ADPAN is appealing to the Taiwan authorities not to sign the execution warrant for Cheng Hsing-tse and to introduce an immediate moratorium on all executions.
Cheng Hsing-tse faces imminent execution following a decision made on 11 December by the Prosecutor General to reject a request for an extraordinary appeal. He was sentenced to death for killing a police officer in 2002 and his sentence was confirmed by the Supreme Court in 2006.
Cheng Hsing-tse has consistently testified that he was tortured by the police to extract a confession. No investigations into the torture allegations have taken place and no material evidence has been found linking Cheng to the crime. His lawyers claim that there were irregularities with the investigation.

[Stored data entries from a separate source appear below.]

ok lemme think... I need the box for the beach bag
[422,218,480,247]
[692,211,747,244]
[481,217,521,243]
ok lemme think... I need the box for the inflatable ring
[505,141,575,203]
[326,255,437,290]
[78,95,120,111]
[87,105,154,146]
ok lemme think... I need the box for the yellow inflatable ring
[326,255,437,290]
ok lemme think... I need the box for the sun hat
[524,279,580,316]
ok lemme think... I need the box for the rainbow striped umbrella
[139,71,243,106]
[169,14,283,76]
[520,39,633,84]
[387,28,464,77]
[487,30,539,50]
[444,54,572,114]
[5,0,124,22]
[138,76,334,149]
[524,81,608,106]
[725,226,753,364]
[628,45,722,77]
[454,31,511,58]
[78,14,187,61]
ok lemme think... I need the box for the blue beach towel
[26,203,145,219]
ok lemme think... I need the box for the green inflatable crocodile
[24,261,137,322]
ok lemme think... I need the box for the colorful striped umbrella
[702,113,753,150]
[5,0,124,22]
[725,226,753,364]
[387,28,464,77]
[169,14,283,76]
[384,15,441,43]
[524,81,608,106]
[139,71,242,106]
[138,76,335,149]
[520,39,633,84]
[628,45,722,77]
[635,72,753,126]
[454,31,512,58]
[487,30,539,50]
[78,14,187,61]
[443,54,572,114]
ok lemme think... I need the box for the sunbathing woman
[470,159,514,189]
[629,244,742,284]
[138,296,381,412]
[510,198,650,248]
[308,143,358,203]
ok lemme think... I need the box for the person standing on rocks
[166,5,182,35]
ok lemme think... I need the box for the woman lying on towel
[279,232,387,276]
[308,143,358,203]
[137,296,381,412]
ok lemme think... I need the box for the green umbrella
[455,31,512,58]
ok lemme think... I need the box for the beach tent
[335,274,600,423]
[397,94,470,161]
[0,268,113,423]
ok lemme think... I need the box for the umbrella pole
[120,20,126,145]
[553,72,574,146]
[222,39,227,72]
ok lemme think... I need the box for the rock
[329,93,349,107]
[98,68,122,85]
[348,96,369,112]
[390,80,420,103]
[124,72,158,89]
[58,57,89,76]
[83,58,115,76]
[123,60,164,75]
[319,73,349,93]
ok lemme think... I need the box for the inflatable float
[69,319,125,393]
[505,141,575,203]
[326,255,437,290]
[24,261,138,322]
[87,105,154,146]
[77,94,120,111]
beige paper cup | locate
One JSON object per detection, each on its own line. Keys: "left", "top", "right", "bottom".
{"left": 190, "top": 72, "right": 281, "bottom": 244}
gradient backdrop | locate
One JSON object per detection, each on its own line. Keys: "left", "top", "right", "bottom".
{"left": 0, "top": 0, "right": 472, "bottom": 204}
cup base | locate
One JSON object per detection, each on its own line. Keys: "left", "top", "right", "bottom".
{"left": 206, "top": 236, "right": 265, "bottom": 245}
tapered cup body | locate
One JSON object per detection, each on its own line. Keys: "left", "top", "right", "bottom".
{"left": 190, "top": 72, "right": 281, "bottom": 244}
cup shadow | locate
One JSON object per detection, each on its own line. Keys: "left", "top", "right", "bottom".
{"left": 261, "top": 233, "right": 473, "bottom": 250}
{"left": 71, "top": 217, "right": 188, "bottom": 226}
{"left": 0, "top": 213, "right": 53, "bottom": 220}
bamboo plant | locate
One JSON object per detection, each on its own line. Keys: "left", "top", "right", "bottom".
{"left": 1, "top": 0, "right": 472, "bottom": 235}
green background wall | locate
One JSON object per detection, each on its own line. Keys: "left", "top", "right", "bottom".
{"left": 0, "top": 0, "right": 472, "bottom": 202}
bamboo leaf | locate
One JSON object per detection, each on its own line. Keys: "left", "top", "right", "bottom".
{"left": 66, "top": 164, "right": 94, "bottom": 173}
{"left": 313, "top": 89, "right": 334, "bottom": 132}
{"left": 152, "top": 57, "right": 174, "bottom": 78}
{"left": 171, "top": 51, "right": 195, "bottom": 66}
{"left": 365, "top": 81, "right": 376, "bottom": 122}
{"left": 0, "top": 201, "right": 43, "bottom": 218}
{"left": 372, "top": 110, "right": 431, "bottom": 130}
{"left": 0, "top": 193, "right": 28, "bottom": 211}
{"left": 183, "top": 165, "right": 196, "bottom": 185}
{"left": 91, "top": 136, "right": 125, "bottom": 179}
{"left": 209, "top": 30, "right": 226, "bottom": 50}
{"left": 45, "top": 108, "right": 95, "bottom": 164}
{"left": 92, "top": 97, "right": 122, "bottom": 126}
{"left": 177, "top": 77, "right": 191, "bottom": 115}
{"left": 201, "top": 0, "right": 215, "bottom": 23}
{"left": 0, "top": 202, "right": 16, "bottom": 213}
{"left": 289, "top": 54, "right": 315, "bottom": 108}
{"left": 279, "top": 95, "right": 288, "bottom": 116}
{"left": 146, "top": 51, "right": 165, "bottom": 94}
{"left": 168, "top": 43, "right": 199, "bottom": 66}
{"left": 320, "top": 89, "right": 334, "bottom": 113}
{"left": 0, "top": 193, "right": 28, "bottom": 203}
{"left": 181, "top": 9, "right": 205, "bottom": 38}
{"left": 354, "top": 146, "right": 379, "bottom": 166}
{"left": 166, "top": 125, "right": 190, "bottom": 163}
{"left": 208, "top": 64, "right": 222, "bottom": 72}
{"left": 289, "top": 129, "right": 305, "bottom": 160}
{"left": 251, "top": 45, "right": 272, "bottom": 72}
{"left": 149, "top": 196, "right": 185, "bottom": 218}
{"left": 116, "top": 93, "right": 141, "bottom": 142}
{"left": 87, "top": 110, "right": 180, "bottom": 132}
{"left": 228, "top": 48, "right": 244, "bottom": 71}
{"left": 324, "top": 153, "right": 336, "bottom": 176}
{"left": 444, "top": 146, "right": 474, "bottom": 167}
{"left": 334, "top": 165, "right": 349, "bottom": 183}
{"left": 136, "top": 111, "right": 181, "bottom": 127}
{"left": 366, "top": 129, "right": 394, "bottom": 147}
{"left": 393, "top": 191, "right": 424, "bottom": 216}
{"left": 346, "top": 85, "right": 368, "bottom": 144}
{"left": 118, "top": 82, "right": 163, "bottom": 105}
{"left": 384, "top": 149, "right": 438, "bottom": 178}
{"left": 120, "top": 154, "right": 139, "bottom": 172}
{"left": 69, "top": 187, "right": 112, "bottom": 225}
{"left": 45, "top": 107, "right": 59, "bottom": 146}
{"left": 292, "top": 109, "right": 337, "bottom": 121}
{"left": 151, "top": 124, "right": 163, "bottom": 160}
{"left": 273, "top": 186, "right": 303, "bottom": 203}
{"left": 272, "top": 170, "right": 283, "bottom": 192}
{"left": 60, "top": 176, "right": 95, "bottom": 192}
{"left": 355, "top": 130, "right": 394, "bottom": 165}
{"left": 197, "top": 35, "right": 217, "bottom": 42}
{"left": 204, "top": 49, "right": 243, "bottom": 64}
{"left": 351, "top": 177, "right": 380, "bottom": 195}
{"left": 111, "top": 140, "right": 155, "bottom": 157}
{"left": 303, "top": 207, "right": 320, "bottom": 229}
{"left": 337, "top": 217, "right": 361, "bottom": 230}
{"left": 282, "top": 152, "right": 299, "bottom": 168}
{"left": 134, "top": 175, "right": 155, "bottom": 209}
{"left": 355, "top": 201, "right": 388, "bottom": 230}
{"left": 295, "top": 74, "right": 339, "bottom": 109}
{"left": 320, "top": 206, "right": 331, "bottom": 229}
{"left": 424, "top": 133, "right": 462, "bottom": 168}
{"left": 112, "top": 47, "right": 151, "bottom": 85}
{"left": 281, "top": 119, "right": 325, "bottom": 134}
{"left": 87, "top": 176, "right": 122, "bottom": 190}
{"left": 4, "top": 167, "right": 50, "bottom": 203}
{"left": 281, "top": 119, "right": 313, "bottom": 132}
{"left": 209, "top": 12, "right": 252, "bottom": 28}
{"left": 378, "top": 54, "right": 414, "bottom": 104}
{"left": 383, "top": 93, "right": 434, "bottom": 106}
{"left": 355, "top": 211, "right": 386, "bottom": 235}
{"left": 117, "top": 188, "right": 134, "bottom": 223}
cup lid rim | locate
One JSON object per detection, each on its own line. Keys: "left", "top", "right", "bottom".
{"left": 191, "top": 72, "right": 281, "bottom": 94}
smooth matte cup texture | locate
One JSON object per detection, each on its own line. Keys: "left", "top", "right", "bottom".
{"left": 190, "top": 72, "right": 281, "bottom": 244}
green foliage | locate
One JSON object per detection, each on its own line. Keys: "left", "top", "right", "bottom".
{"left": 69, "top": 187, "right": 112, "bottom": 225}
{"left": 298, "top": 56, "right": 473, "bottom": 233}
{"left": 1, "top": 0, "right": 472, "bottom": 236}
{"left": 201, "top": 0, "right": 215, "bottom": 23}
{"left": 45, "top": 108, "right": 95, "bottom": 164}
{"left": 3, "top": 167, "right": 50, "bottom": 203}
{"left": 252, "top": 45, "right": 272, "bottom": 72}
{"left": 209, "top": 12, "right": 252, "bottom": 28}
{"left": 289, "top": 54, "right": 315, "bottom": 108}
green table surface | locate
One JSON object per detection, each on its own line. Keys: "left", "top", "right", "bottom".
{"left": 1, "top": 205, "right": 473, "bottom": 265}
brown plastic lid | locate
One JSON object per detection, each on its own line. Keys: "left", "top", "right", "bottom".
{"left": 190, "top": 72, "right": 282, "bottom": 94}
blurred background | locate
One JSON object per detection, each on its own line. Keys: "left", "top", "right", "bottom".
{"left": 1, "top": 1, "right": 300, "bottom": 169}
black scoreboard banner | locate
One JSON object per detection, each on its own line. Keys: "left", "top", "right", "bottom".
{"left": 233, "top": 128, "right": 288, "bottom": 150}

“This is an unfair trial”, says Lin Hsinyi, Director of the Taiwan Alliance to End the Death Penalty (TADEP) and member of the Anti-Death Penalty Asia Network (ADPAN). “In Taiwan it is very difficult to reopen a trial to prove innocence. International fair trials standards are explicit in stating that no one should be forced to testify against themselves or to confess guilt”.
Taiwan provides no procedures to allow those under sentence of death to seek a pardon or for the sentence to be commuted – a right recognised by the International Covenant on Civil and Political Rights which in 2009 the Taiwanese Government chose to implement.